Федоров побагровел, жилы на его шее набрякли и посинели, рот нехорошо скривился в сторону.
— Дай слово! — прохрипел Федоров, обращаясь к Кандыбину.
Председатель молча кивнул головой. Федоров встал и подошел к столу. Увидев его, крикуны подняли невообразимый шум.
— К чорту!
— Долой!
— Помещи-и-к!
— Фью-ю-ю!
Федоров перегнулся через стол, губы его дрожали от гнева. Со всего размаха он саданул кулаком по столу и, покрывая шум голосов, заорал:
— Гарлопа-а-а-ны!
Сход опешил. Передние ряды откатились назад.
— Ну? Наорались? А теперь я скажу.
Сдерживая себя Федоров сказал, стараясь говорить спокойнее:
— Меня перекричать трудно… У меня глотка пошире вашей будет. Кого хошь переору. Да только дело тут не такое, чтобы орать. Мирской, говорите, выпас? Ладно! Поделить хотите? Ладно! А только какая вам польза от раздела? По аршину на хозяйство урвете?.. Сам знаю, что расчета нет дележку устраивать. Стало-быть что же? Стало-быть выходит, не землю хлопочете?.. Выпасом ведь все равно кулаки пользуются… Ну, а я так скажу: считаете вы себя людьми, а за рюмку водки готовы всякую пакость устроить. Вам что — выпить и только, а нам с этим выпасом — целая жизнь… Подумайте-ка над этим.
Тут встал председатель совета Кандыбин и сказал:
— Дело такое, товарищи. Федоров и батраки с нашей деревни организовали артель птицеводную. По закону какой-нибудь выпас представить мы им обязаны. А тем паче, что других артелей нет и выпасом этим никто не пользуется, а у них под рукою он.

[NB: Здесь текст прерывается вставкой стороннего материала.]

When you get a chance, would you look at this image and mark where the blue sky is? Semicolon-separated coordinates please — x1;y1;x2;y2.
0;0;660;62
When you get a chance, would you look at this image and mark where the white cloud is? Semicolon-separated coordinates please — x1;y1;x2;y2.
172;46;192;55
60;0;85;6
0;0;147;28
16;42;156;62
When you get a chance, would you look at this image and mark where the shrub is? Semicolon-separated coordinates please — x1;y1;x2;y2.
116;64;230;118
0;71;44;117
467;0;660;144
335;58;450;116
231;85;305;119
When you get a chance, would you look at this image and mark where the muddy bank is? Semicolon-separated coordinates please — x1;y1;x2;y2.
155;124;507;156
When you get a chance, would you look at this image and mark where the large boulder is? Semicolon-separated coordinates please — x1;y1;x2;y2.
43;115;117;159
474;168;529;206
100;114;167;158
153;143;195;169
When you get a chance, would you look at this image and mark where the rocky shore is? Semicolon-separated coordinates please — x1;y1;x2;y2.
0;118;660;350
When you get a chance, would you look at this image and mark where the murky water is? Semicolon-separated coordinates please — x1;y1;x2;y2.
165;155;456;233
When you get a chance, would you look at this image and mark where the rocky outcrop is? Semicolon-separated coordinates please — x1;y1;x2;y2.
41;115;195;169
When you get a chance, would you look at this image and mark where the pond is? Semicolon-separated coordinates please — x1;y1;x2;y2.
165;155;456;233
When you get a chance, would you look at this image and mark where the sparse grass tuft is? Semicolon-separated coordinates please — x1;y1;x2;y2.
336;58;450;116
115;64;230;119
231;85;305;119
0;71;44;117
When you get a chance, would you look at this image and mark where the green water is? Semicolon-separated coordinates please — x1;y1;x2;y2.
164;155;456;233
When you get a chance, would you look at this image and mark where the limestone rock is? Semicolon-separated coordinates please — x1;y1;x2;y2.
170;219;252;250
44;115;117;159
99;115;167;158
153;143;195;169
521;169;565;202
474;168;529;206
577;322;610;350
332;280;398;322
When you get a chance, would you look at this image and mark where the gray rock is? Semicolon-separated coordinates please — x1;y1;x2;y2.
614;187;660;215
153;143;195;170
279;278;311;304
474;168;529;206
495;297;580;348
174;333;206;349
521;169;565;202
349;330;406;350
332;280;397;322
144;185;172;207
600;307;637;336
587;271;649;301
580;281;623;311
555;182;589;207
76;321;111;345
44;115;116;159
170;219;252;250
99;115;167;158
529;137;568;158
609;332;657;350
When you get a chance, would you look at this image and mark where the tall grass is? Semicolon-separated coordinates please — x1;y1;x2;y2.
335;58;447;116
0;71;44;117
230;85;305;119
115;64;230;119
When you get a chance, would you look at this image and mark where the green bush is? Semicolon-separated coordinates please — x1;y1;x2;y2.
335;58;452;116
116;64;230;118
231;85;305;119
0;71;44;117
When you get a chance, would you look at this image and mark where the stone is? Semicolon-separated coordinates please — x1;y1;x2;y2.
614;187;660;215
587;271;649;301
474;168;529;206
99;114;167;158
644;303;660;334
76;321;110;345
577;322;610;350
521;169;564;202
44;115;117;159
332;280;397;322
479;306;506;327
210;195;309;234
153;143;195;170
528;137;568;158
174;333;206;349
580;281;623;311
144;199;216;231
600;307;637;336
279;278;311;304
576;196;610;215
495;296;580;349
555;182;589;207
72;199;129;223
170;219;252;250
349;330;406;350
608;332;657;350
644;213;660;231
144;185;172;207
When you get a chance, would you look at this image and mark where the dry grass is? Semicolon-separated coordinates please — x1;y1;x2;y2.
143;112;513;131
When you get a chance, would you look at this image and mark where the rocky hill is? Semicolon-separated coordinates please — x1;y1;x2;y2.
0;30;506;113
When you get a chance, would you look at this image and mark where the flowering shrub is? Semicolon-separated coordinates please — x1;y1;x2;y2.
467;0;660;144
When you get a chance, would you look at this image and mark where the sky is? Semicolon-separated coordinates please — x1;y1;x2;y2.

До вечера шумел сход, однако большинством голосов выпас был передан коммунщикам.
По этому случаю разговоров в деревне было не мало, а тут еще новость прокатилась по деревне. Филька привез из города бумагу, по которой силантьевские гуси были объявлены племенными.
— Еще артель сбивают, — передавали бабы у колодца, — Филька-то Силантьев с бумагой приехал. А вчера Прокофий да другие богатеи собранье проводили, чтобы свою артель устроить.
Начатое Филькой дело с гусями пошло получше, чем у коммунщиков. Кулаки быстро сообразили, какую выгоду можно получить из этого дела, а передача выпаса коммунщикам заставила их торопиться. Шесть кулаков, во главе с Прокофьем и Силантьевым, в несколько дней сколотили свою артель и сумели привлечь в это дело не только середняков, но и часть бедноты.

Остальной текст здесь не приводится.